If the art is free of every subjective selection and only due to the coincidence itself, only then is this my work truly perfect.

 

Nico Franz Copyist

Stuttgart Period

Stuttgart Period - Birth of Copism

Experiments with new painting techniques

Very little is known about the following years. It is certain that he was in Stuttgart from about 2008, where he began to experiment with pixels on canvas. He quickly discovered that colors applied in this way lost none of their luster, even after a long time, and that his works were thus far more durable than with conventional canvas painting.

"Moving Piet" - The copist first work.

Then, from 2013, his first works gradually appeared, but he exhibited them only sporadically in public. Largely unnoticed by the rest of the art world, his digital debut work "Moving Piet" was enthusiastically received by the audience at a Young Digital Artists convention in Stuttgart's Römerkastell in 2014. Still based on Adobe's After Effects, Nico Franz already shows here the goal he has consistently pursued from now on, not only to transform his art into digital modernity, but also, and from today's perspective almost exclusively, the art of those who came before him. Copy and reinterpretation become his main motif from now on.

Nico Franz

1981 Cottbus, DE

Moving Piet, 2014

Animation on Aftereffects

The discovery of the Monas

If "Moving Piet" still represented the animation of a static model, he refused to continue on the path of movement and initially sought the smallest common element of all his previous works as the basis for his future work. He finally recognized it in the beginning of any painterly action, the monas, the point on the canvas itself. Starting in 2014, he produced a series of works in pixels on canvas, stylistically probably intended to recall Andy Warhol, but more consistent in their randomness and thus even freer for misinterpretation. This form of expression typified by mechanical randomness was from now on the basis of his art, because "if it [art] is free of any subjective selection and only due to chance itself, only then is this my work truly perfect".

My art should already be perfect now?
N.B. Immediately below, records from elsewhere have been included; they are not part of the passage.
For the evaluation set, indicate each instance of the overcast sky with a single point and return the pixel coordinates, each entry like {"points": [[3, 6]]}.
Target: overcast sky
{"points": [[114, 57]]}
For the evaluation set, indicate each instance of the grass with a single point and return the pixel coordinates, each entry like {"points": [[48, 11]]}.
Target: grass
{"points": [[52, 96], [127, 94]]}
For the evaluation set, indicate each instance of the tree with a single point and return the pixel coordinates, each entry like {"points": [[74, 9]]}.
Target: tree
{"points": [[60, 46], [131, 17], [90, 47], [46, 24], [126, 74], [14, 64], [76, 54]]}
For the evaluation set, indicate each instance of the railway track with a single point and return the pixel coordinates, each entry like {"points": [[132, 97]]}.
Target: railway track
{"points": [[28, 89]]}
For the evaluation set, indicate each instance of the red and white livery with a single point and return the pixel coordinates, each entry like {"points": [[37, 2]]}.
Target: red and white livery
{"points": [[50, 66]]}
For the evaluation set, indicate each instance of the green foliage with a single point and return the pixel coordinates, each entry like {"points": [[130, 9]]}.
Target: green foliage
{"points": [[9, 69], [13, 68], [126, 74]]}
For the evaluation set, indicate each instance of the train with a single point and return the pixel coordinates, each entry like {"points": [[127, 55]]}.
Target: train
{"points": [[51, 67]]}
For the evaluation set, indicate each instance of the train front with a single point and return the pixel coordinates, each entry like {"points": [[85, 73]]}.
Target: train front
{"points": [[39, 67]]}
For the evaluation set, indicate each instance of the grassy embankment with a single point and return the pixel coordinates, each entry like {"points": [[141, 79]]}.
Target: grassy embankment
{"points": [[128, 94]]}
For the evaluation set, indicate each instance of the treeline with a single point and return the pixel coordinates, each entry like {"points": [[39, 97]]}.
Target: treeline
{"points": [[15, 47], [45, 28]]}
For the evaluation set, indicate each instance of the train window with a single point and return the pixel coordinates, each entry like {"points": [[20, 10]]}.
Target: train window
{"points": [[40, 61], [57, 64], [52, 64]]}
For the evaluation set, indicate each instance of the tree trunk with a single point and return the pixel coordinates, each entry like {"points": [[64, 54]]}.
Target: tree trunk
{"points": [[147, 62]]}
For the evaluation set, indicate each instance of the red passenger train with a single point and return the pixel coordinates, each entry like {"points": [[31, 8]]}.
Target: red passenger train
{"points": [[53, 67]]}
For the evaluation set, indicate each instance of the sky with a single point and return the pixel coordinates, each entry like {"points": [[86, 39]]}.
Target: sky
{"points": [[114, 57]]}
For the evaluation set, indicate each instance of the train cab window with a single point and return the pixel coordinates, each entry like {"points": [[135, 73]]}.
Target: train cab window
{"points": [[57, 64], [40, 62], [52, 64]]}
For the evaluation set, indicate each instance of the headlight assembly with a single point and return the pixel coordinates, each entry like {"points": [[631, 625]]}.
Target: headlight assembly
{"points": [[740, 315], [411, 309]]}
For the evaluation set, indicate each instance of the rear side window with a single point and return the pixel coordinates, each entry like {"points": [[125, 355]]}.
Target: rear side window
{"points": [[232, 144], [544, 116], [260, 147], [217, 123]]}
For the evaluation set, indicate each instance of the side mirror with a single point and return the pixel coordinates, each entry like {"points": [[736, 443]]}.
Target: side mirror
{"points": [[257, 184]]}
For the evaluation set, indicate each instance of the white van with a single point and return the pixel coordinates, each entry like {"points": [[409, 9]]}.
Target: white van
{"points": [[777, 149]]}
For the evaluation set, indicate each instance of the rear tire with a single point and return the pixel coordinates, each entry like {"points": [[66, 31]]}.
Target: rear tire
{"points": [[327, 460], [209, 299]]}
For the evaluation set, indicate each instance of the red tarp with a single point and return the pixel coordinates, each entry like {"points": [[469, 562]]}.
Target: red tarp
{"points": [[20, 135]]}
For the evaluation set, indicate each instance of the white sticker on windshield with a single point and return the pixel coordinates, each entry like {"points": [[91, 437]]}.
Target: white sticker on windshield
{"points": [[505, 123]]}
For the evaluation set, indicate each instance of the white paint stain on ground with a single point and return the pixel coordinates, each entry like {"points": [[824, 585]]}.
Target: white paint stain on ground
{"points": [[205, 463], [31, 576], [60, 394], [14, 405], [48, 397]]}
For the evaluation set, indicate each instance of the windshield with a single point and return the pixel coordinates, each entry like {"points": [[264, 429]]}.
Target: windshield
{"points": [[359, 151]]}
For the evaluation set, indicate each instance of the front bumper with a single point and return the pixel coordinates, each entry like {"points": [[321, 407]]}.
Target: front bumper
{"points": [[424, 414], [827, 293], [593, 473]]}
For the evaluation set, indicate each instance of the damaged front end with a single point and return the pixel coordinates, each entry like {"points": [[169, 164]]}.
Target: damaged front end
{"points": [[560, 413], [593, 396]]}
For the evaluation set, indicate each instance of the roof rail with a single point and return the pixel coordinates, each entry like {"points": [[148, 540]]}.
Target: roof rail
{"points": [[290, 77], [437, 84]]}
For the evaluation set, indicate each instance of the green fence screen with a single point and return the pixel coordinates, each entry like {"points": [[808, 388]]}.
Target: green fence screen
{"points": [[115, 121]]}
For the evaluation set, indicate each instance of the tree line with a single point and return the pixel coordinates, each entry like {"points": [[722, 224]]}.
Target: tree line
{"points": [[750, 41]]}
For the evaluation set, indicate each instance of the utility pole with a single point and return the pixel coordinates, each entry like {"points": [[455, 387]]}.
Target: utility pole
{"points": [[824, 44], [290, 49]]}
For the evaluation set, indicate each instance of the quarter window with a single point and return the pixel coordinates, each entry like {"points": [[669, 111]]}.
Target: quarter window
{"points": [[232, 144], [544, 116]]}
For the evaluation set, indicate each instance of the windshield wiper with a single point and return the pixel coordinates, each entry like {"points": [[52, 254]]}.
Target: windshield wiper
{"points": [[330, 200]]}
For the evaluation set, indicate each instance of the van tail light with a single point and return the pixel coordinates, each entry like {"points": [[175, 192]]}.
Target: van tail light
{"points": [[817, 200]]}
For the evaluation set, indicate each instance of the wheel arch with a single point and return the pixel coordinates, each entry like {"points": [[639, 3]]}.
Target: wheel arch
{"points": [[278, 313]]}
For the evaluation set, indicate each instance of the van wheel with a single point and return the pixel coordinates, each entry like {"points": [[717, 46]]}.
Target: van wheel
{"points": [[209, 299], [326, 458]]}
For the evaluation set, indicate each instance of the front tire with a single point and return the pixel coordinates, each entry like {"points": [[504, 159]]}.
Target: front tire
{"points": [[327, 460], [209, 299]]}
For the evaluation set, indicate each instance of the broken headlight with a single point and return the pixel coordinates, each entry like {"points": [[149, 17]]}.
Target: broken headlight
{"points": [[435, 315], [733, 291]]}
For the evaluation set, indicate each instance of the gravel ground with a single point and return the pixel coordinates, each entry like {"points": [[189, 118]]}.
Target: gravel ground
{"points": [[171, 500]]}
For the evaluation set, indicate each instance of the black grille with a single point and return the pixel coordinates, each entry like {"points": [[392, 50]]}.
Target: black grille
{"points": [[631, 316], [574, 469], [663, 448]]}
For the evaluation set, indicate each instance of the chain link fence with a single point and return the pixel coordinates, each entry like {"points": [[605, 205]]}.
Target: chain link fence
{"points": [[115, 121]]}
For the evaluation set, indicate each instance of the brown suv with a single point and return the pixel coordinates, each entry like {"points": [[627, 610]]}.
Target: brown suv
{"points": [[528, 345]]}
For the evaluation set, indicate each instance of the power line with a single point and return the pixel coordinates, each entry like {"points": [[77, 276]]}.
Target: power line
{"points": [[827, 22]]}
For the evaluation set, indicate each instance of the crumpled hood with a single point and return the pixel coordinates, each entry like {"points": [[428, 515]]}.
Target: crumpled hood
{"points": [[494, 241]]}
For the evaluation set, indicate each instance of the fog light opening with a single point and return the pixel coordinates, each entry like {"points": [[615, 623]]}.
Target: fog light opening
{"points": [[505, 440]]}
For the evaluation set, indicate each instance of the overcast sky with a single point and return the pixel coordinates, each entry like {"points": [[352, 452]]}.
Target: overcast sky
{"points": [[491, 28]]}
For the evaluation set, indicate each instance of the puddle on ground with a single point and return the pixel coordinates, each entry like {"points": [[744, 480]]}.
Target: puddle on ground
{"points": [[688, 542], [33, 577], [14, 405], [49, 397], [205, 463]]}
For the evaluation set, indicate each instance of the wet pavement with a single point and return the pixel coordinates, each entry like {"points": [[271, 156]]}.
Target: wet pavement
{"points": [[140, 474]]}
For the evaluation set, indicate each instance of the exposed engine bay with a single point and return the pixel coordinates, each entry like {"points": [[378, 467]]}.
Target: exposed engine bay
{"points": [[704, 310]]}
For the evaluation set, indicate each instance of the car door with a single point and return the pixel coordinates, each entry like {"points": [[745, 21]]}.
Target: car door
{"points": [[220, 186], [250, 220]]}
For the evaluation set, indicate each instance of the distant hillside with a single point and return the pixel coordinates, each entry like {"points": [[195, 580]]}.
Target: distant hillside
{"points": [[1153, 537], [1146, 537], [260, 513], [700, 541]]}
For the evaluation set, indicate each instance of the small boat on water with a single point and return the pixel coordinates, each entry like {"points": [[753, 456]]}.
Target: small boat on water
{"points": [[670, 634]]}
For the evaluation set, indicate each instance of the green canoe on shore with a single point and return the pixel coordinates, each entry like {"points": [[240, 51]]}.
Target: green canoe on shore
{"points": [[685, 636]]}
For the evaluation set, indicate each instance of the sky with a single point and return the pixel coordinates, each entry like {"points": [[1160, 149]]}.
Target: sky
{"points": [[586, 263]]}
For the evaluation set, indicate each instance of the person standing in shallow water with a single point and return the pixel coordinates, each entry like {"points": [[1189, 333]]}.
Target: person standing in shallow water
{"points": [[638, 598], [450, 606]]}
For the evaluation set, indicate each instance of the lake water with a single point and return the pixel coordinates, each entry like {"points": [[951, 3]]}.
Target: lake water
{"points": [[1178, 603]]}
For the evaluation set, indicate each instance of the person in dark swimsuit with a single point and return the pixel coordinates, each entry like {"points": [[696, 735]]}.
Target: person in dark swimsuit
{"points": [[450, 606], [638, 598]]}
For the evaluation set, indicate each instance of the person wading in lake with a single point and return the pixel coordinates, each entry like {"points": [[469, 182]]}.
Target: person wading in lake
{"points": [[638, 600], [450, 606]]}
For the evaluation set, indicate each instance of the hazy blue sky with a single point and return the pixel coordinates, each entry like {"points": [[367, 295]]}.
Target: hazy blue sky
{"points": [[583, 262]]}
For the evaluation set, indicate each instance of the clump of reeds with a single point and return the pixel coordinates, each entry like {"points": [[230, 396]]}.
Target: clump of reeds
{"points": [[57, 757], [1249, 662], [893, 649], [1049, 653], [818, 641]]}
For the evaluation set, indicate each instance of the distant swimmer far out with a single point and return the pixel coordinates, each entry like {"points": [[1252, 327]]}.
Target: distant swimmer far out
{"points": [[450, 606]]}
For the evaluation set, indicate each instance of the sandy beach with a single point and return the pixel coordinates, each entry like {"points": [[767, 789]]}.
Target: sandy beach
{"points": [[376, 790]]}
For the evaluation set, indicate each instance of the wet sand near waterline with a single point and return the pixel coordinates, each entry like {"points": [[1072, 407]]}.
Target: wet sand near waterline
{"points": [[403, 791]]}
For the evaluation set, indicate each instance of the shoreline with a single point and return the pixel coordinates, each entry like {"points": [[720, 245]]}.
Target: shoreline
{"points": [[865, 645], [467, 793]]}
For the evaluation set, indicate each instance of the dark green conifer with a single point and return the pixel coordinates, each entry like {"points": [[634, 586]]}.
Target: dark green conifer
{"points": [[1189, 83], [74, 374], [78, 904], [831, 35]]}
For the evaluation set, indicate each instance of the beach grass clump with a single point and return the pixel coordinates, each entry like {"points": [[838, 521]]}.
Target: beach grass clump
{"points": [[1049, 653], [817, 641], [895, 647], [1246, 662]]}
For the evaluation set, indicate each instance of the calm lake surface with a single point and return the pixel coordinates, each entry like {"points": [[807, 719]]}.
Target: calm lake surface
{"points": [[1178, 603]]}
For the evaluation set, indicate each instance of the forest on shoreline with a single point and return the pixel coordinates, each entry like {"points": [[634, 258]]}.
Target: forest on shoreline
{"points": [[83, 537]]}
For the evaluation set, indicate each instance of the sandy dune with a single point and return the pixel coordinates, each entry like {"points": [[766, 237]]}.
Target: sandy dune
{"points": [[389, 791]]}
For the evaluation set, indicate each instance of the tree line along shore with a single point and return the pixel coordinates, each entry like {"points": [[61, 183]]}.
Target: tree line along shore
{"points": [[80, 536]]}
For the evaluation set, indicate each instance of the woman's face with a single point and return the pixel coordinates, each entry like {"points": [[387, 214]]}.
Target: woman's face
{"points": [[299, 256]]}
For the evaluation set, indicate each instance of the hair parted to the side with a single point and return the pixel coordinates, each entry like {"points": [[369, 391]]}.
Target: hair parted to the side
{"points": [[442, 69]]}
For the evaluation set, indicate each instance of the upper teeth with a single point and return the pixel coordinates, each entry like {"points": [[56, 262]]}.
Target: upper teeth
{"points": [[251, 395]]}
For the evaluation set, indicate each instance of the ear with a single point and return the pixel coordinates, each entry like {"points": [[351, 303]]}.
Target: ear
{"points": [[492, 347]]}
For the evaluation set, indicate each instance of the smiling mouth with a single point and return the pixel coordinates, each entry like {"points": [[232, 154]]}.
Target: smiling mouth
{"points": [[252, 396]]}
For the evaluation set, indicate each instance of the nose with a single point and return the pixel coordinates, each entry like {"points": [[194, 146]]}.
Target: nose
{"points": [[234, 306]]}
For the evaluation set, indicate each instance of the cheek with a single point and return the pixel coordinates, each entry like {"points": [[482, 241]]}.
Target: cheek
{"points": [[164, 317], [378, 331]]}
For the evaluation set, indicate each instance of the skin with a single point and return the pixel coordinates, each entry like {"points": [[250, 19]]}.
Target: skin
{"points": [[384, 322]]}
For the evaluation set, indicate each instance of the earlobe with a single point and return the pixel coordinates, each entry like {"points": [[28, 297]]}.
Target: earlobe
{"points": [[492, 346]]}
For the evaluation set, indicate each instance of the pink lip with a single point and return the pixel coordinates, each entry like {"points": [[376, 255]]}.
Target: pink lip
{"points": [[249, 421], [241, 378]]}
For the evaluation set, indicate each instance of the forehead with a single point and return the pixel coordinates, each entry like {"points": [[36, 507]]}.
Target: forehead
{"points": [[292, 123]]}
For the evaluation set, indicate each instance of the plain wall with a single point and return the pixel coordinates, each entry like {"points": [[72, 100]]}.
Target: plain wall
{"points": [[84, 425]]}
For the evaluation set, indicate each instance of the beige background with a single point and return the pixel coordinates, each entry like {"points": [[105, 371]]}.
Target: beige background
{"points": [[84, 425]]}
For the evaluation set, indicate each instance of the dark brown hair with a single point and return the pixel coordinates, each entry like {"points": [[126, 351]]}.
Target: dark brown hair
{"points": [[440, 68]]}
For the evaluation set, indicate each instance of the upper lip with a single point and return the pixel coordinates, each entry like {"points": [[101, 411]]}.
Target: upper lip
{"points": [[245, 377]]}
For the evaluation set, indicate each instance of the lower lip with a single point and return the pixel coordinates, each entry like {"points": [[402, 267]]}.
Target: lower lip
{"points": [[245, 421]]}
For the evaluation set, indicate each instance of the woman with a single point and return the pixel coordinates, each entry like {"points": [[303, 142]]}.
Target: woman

No, I am far away from that. The randomness of the selection appears to me as the most imperfect thing.

 

Nico Franz about "The Art of Randomness"

Present

Nico Franz exhibits parts of his complete works in the gallery nicofranz.art all year round.

Honors, prizes and awards

Nico Franz has received countless honors and awards over the years. All nine are listed below:

  • 2000 Branitzer Moon (2006 revoked)
  • 2001 Appointment as a member of the Dark Order aka „Black Cloud“ (Withdrawal 2008)
  • 2005 Grand Prix de Ja-VU de la dansons (2005 revoked)
  • 2007 FranC Cline Memory Award
  • 2011 Golden-Bunker-Price
  • 2015 Cool! Yes! Award
  • 2017 Knight of the Ordo Leonardo
  • 2021 Moonshot Award
  • 2021 Golden spike on large leaf

I award my prizes exclusively to myself. How else could they be objective?